¿Sentiste alguna vez miedo de que suene el teléfono?

Que llame a las 2 am nunca puede ser señal de algo bueno.
Que llame con todo su ímpetu mientras corres desaforado por las escaleras
deseando que no se corte, que aguante un tono más.
Que llame y que sepas de antemano a quien le pertenece la voz que te espera del otro lado,
rezándole a todos los dioses en los que ya no crees que sea
un número equivocado,
o una máquina,
o una encuesta,
o una broma,
o lo que sea
menos eso que estas pensando y de lo que estás completamente seguro.

Que suene y te ametralle de inseguridad,
te paralice de pies a cabeza
y sientas que el corazón se te va a escapar por la boca de bombear tan fuerte.
Que suene cuando más lo querés olvidar y pegues un salto involuntario,
que mires sin querer mirar la pantalla,
conteniendo la respiración hasta saber qué tiene para decirte ese artefacto con tan pocos números que siempre encuentra la manera de localizarte y entonces sí, por fin, volver a exhalar tranquilo.
Que suene y no quieras atender,
que insista con su musiquita insoportable y no te queden márgenes para ignorarla.

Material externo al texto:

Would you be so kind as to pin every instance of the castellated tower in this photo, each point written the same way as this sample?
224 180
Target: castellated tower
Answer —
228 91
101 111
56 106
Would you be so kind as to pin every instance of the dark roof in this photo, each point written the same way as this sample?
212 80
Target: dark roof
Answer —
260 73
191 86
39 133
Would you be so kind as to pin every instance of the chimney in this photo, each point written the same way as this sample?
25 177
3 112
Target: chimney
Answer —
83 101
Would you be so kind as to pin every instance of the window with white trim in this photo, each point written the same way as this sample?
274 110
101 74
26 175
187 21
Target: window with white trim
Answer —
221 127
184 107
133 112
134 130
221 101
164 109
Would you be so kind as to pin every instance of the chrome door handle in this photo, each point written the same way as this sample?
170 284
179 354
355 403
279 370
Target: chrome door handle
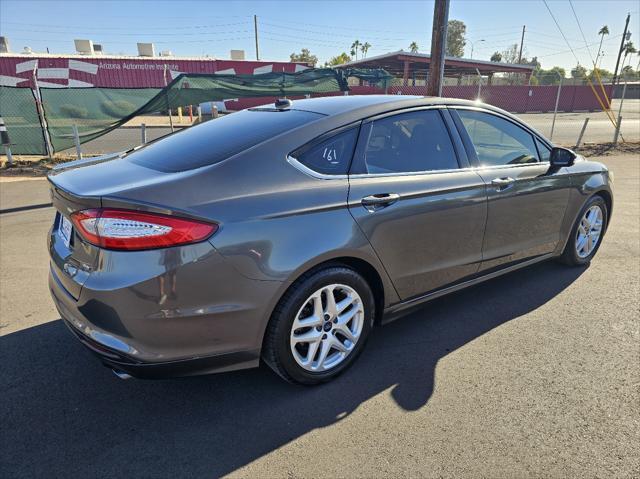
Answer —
503 183
382 200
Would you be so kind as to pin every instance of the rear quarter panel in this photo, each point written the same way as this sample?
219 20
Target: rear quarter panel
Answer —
587 179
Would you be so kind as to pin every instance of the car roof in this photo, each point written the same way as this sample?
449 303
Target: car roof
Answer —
348 108
334 105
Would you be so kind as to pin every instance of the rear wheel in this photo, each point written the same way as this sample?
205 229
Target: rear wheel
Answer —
320 326
587 233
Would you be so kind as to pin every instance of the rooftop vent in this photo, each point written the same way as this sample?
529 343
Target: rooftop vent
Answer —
4 45
237 54
84 47
146 50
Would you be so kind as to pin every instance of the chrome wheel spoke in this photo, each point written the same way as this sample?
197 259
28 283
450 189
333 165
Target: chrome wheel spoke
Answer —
343 329
331 307
325 347
340 346
310 336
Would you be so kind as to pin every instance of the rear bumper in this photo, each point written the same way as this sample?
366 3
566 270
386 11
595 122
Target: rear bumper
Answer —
184 367
212 319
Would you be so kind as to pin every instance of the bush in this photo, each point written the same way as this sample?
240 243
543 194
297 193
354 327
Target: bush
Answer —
118 108
74 111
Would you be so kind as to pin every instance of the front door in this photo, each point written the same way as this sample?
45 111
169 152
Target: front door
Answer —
422 213
526 201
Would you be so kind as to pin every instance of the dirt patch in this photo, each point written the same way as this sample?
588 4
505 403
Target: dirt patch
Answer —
606 149
31 167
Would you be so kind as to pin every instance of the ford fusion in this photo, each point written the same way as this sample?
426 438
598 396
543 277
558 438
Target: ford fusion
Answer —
283 234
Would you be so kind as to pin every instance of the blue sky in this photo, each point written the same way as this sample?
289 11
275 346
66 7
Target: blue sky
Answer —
197 28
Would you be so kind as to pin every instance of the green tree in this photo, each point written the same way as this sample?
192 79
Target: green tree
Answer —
364 48
579 72
456 31
602 32
338 60
304 56
355 47
602 73
510 55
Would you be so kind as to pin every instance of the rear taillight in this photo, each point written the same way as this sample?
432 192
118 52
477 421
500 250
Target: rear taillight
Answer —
135 230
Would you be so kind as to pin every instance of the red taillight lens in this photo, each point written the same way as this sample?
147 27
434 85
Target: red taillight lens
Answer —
135 230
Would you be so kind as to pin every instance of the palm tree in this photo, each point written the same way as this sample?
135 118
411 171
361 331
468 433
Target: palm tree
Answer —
602 32
355 47
628 49
365 48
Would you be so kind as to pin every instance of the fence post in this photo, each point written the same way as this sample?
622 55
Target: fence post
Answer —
76 140
555 110
4 136
584 127
40 109
624 92
618 124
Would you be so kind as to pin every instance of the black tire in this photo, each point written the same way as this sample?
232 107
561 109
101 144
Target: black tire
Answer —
570 255
276 347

Atender y que esa bola de nervios en la que se convirtió tu estómago reviente.
Atender sin darle tiempo a la ansiedad para que se manifieste,
atender y que todo se desmorone,
atender y que esos malditos demonios que no paran de acechar te amurallen las ilusiones,
atender y que tu peor pesadilla se vuelva realidad.

De tanto repetirla, lograron convertirla en una bandera marketinera: el amor no duele.
El amor puede ser y hacer tantas cosas.

El amor transforma,
enciende,
acompaña,
abraza,
promete,
vuela.

Pero también
decepciona,
golpea,
miente,
tropieza,
abandona,
lastima,
y duele.

El amor duele. Obvio que duele.
Porque no hay forma que no te duela cuando la persona que querés sufre una caída y no está en tu poder ayudarla a levantarse. No hay forma que no te duela cuando escuchas su voz del otro lado del teléfono y te dice eso que no quisieras oír jamás. No hay forma que no te duela cuando sentís que su mano empieza a soltarte lentamente y es inevitable.